Crônica da Cidade

Escrever a cavalo

Severino Francisco
postado em 17/12/2020 21:30

Se o Prêmio Nobel fizesse uma revisão de seus equívocos, certamente concederia uma láurea póstuma ao nosso pernambucano João Cabral de Melo Neto. Ele é não só um dos mais importantes poetas brasileiros, mas também um dos grandes poetas do século 20. Inventou uma poesia com língua de faca, de pedra, de fuzil e de mandacaru.

O episódio trivial de escolher o feijão para cozinhar é pretexto para uma reflexão sobre o ato de escrever, no célebre poema Catar feijão: “Catar feijão se limita com escrever: / Joga-se os grãos na água do alguidar / E as palavras na folha de papel; / E depois, joga-se fora o que boiar”.

Em seguida, João começa a estabelecer distinções entre os dois atos. Escrever é fluido e rarefeito: “Certo, toda palavra boiará no papel, / Água congelada, por chumbo seu verbo: / Pois, para catar esse feijão, soprar nele, / E jogar fora o leve e oco, palha e eco”. Ele adverte sobre os perigos que se escondem no material a ser selecionado: “Ora, nesse catar feijão entra um risco: / O de que entre os grãos pesados / Entre um grão qualquer, pedra ou indigesto, / Um grão imastigável, de quebrar dente”.

No entanto, João opta, deliberadamente, por esse grão imastigável, áspero e contundente para escrever. Não por uma obsessão gratuita, mas porque ele perturba a fluência musical a que está ligada a poesia. Quase a cada poema, João funda uma poética: “Certo não, quando ao catar palavras: / A pedra dá à frase seu grão mais vivo: / Obstrui a leitura fluviante, flutual, / Açula a atenção, isca-a com risco”.

A crítica de João aguça a percepção crítica da poesia e inova ao incorporar à criação materiais que, a princípio, não eram poéticos. Mas o perigo é o de que essa percepção se transforme em receita única, a ser repetida por imitadores rasos. É daí que surgem os joões cabralzinhos sem a força do original. Por isso, é fundamental que surjam temperamentos fortes para contestar a fórmula e restituir a liberdade à poesia.

Com essa mira, o poeta carioca Armando Freitas Filho escreveu o poema Caçar em vão. Antes de entrar no poema, é preciso registrar que Armando é fã de João Cabral e incorporou muitos aspectos da poesia do pernambucano em sua obra. Costuma dizer que, mais do que mestres, João Cabral, Carlos Drummond de Andrade e Manuel Bandeira são inimigos poderosos a serem enfrentados.

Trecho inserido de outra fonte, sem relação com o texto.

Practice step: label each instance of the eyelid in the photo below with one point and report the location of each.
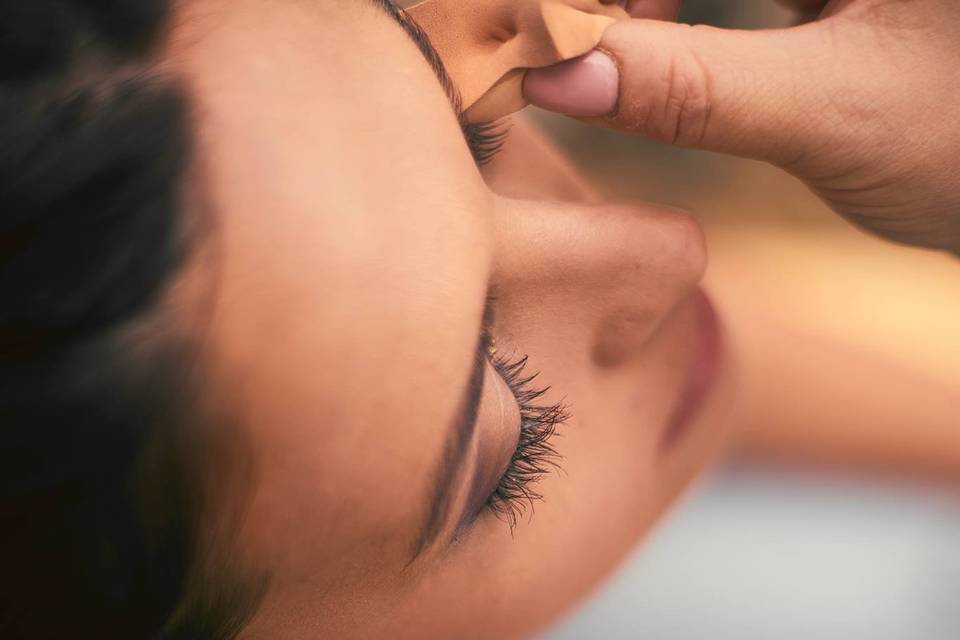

Se um poeta permanecer apenas deslumbrado ante o fulgor de qualquer um deles, não produzirá uma singular. É preciso escavar a própria voz. Portanto, Caçar em vão é, a um só tempo, uma polêmica poética e uma homenagem irreverente.

O poema de Armando tem um ritmo vertiginoso e não admite cortes: “Às vezes escreve-se a cavalo. / Arremetendo, com toda a carga. / Saltando obstáculos ou não. / Atropelando tudo, passando por cima sem puxar o freio — / A galope — no susto, disparado / Sobre pedras, fora da margem / Feito só de patas, sem cabeça / Nem tempo de ler no pensamento / O que corre ou o que empaca: / Sem ter a calma e o cálculo / De quem colhe e cata feijão”.